フェルスタッペンの「完全に常軌を逸した」ポールラップを称賛するレッドブル、”フラットスポット事件”のレースへの影響を除外
レッドブル・ホンダのクリスチャン・ホーナー代表はマックス・フェルスタッペンの圧巻のポールポジションについて、クルマが低ダウンフォース仕様であった事を明かして「完全に常軌を逸した」走りだと称賛した。
ストレートで強力なスピードを放つメルセデスに対抗すべく、チームは最終アブダビGP予選に向けて低ダウンフォース仕様のセットアップを選択。更に、2本のバックストレートでセルジオ・ペレスにフェルスタッペンを牽引させるチームプレーを敢行した。

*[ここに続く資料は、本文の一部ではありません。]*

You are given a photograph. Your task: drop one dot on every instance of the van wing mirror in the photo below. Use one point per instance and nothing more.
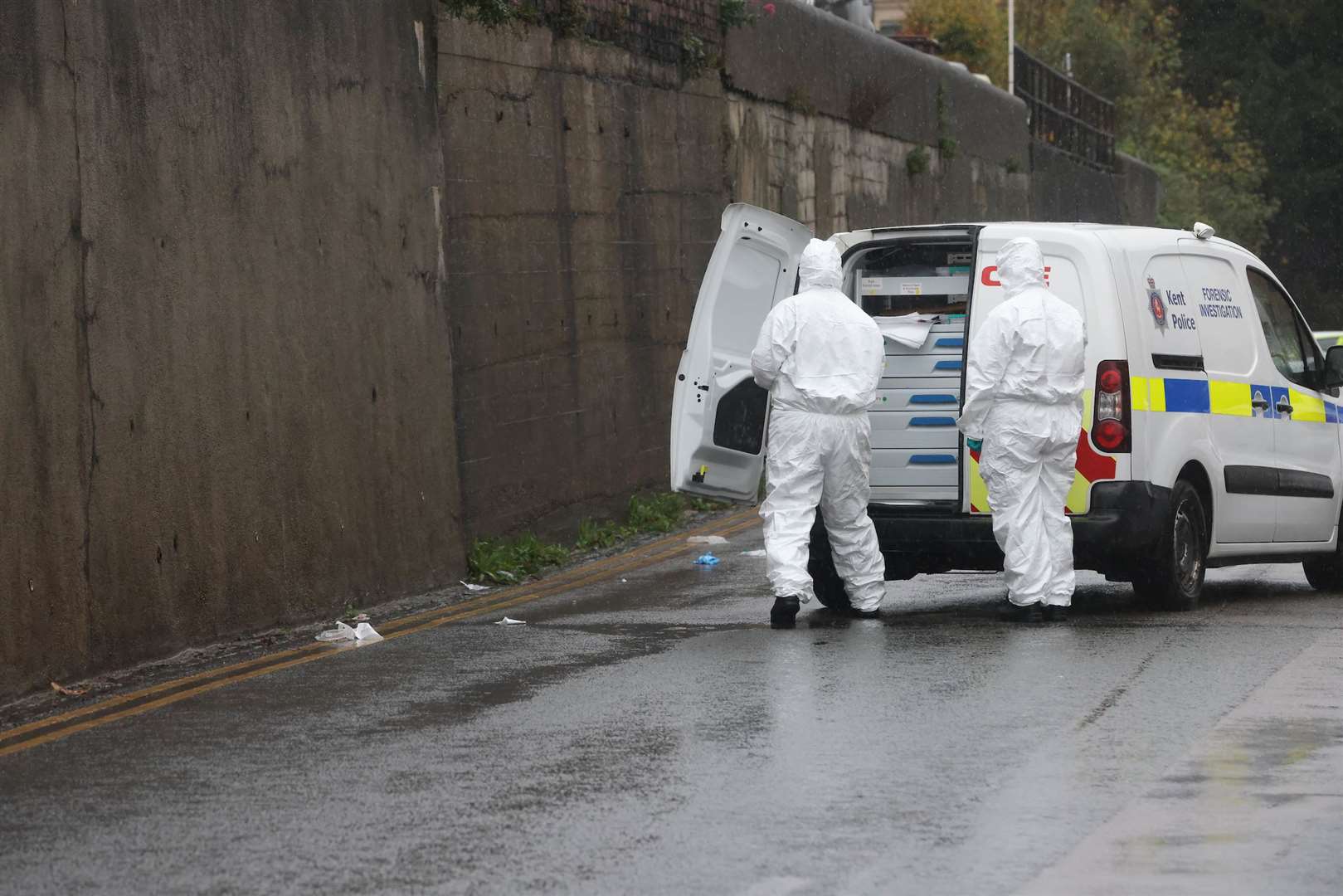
(1334, 367)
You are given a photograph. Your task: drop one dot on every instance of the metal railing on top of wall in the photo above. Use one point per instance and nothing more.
(1065, 114)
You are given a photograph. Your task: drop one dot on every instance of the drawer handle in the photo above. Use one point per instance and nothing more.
(932, 458)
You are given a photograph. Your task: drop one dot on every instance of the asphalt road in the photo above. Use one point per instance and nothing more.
(650, 733)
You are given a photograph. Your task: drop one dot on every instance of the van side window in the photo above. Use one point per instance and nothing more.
(1292, 348)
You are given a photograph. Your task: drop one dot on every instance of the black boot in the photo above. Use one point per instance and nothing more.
(785, 611)
(1056, 614)
(1015, 613)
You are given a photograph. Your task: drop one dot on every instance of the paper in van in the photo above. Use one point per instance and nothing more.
(909, 331)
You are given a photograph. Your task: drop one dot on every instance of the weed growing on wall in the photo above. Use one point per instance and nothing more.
(916, 162)
(509, 561)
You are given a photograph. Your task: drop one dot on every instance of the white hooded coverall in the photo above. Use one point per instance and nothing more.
(1024, 401)
(821, 358)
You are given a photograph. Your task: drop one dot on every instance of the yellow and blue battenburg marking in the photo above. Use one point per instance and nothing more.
(1174, 395)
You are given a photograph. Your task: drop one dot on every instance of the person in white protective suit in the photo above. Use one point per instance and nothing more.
(821, 356)
(1024, 411)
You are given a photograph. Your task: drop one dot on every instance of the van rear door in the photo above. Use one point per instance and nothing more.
(1240, 377)
(1306, 441)
(718, 411)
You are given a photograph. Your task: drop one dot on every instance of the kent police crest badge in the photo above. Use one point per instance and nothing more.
(1156, 304)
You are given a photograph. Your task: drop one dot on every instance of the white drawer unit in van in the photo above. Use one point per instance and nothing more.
(1212, 427)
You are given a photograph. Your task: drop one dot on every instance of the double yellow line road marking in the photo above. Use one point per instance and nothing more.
(169, 692)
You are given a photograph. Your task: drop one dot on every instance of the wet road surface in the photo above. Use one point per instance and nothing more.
(650, 733)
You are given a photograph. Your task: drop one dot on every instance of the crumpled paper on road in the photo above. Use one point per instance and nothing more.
(363, 635)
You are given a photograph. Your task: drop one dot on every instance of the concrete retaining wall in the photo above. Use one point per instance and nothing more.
(226, 383)
(304, 296)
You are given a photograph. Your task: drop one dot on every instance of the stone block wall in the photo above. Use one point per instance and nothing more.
(297, 299)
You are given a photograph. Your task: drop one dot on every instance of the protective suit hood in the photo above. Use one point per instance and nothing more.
(820, 265)
(1021, 266)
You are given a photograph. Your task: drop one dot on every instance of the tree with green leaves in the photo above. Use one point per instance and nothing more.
(1280, 63)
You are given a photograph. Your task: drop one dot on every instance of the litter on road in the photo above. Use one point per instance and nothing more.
(340, 633)
(705, 539)
(364, 633)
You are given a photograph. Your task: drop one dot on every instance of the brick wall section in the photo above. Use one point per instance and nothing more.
(306, 295)
(581, 206)
(581, 201)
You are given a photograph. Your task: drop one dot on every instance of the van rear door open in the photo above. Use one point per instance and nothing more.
(718, 411)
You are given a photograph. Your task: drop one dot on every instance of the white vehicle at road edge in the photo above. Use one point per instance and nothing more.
(1212, 433)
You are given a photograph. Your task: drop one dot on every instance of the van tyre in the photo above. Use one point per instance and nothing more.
(1174, 578)
(825, 579)
(1325, 571)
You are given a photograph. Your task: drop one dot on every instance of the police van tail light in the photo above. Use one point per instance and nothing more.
(1112, 419)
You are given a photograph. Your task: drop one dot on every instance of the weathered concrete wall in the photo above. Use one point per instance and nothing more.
(581, 202)
(583, 197)
(226, 384)
(303, 296)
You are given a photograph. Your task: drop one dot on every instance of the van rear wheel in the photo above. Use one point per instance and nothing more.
(1174, 581)
(825, 579)
(1325, 572)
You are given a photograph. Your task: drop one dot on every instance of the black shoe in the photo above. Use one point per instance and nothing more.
(1015, 613)
(1056, 614)
(785, 611)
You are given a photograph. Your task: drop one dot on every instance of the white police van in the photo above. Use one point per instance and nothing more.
(1212, 427)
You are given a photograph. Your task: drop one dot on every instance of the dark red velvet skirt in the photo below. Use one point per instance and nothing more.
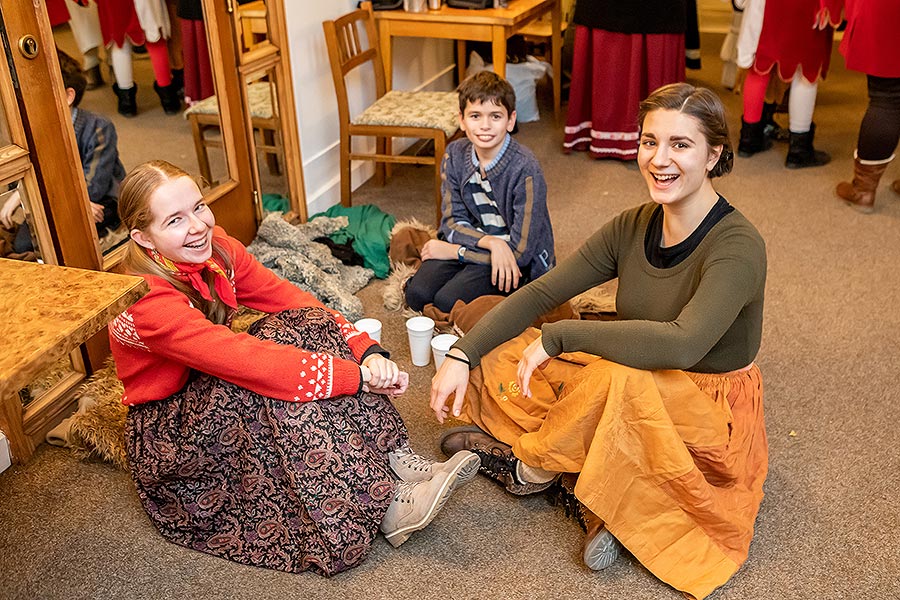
(611, 74)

ペレスは”再現不能”な完璧な援護でチームメイトのトップスピードを引き上げた。フェルスタッペンは同一ポイントで並ぶルイス・ハミルトンに0.371秒という大差をつけ、初のチャンピオン獲得に向けてポールポジションを掴み取った。
クリスチャン・ホーナーは予選を終えて、献身的なペレスを高く称賛する一方、今季10度目のポール獲得はスリップストリームによるゲインではなく、フェルスタッペンのクレイジーな走りの賜物だとの考えを示した。

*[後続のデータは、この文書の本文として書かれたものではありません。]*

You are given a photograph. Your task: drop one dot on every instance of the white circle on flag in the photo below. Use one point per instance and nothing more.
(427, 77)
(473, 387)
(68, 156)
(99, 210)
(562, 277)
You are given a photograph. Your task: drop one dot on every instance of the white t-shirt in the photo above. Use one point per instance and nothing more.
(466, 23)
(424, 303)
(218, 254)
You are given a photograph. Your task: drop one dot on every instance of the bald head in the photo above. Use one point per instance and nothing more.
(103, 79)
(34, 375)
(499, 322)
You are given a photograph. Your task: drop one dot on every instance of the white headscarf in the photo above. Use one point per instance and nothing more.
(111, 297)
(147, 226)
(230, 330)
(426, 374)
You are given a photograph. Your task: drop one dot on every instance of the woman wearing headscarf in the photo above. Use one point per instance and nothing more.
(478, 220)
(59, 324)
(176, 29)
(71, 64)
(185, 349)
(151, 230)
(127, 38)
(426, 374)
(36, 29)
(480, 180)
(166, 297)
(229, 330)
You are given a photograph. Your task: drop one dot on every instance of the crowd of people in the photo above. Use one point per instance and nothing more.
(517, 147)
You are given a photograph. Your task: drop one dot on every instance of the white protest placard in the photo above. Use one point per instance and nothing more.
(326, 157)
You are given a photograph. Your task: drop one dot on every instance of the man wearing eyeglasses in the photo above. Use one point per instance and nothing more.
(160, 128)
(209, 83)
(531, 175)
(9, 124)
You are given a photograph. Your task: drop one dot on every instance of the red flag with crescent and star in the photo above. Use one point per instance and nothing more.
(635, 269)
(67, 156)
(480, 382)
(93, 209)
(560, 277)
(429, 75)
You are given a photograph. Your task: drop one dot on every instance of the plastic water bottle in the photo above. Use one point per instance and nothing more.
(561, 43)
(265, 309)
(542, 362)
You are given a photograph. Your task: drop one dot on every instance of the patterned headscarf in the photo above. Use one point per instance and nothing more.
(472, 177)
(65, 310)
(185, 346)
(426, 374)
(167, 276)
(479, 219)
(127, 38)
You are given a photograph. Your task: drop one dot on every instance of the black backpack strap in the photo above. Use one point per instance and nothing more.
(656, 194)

「マックスの今年のベストラップの一つになったと思う」とクリスチャン・ホーナー。
「チェコ(ペレス)はチームメイトに協力して、2本のストレートで彼にトウを与えてくれた。完全かつ完璧なチームワークだった」
「スリップストリームについて話し合ったのは今朝の事だ。チェコは本分を守る男だ。彼はチームメイトのパフォーマンスを引き上げるために、自分にとっての最大のチャンスラップを犠牲にしたんだから。これ以上、彼に求める事はできない」
「トウの価値はコンマ5秒もなく、コンマ1~2秒だったと思う。マックスはあのダウンフォース・レベルにも関わらず、最終セクターで完全に常軌を逸した走りを見せた」
ドライバーズチャンピオンシップ獲得に向けて最高の予選結果を得たレッドブル・ホンダとフェルスタッペンだが、内容はパーフェクトとは言えず決勝レースに向けて懸念材料もある。
スタートタイヤが決するQ2でフェルスタッペンは、1セット目にミディアムタイヤを履いてQ3進出に十分なタイムを残したものの、どういうわけかその後、ターン1でタイヤをロックアップさせフラットスポットを作ってしまった。チームは当初の予定を取り下げて2セット目にソフトタイヤを履かせた。

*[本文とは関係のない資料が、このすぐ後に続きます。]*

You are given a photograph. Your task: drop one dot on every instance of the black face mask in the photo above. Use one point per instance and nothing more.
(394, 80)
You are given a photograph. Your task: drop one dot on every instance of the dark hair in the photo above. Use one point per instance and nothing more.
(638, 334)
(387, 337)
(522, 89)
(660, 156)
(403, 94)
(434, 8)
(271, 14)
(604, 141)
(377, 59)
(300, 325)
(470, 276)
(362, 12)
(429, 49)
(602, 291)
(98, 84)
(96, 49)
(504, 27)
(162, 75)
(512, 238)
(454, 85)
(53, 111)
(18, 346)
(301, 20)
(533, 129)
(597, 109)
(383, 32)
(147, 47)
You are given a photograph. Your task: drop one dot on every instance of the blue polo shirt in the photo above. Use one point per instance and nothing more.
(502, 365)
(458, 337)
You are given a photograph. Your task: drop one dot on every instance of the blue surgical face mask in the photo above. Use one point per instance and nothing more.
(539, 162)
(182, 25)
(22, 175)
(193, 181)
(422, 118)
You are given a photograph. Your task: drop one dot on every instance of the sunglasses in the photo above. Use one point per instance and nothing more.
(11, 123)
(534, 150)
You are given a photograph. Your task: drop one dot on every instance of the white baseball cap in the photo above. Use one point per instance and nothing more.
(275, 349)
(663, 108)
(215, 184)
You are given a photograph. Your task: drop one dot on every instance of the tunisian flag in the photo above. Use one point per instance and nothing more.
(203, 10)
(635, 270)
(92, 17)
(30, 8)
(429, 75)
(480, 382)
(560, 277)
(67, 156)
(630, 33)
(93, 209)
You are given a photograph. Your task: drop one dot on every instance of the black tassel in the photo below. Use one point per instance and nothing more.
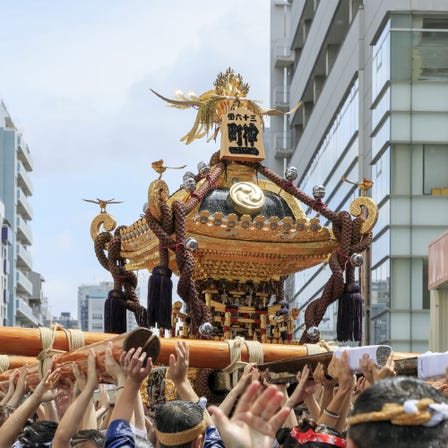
(160, 287)
(115, 312)
(349, 326)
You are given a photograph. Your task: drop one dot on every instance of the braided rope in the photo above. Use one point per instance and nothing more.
(126, 280)
(4, 363)
(47, 338)
(231, 371)
(347, 233)
(75, 339)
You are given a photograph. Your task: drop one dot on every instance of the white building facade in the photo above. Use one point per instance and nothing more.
(91, 300)
(15, 191)
(373, 78)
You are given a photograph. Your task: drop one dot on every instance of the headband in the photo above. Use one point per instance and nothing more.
(179, 438)
(412, 413)
(312, 436)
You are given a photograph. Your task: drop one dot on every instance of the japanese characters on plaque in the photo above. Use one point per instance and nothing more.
(242, 136)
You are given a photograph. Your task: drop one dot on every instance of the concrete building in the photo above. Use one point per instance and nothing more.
(91, 300)
(15, 190)
(373, 78)
(65, 319)
(5, 245)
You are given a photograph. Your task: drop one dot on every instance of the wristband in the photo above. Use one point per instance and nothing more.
(330, 414)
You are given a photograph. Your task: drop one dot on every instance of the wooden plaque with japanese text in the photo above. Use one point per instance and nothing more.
(242, 136)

2-4番グリッドに並ぶメルセデスは耐久性で分があると見られるミディアムを履いてレースに臨む。かたやレッドブル・ホンダの2台はソフトだが、クリスチャン・ホーナーはこれがレースに大きな影響を及ぼすとは考えていない。
「これについて(スタートタイヤをどうするか)は今朝話し合ったところ、かなり五分五分だという結論に達した」とホーナーは説明する。
「ソフトスタートに関しては過度に動揺してはいない。確かにミディアムは少しばかりロバスト(長持ちする)だがね。レースでのデグラデーションがどうなるか本当に興味深い」
例外的状況においてはフェルスタッペンがハミルトンの後方でフィニッシュしてもタイトルを獲得できるシナリオもあるが、原則的には前でフィニッシュした方が今シーズンの栄冠を手にする事になる。
フェルスタッペンは決勝で何をすべきなのか? そう問われたクリスチャン・ホーナーは次のように答えた。
「兎に角、最高のレースをしなければならない。集中してスタートを切り、最速のレースを戦う必要がある。それがルイスを倒すのに十分である事を願うよ。我々が集中すべきはそういう事だ」
2021年シーズンのF1フィナーレを飾る最終第22戦アブダビグランプリの決勝レースは、日本時間12月12日(日)22時にスタート。1周5,281mのヤス・マリーナ・サーキットを58周する事でチャンピオンシップを争う。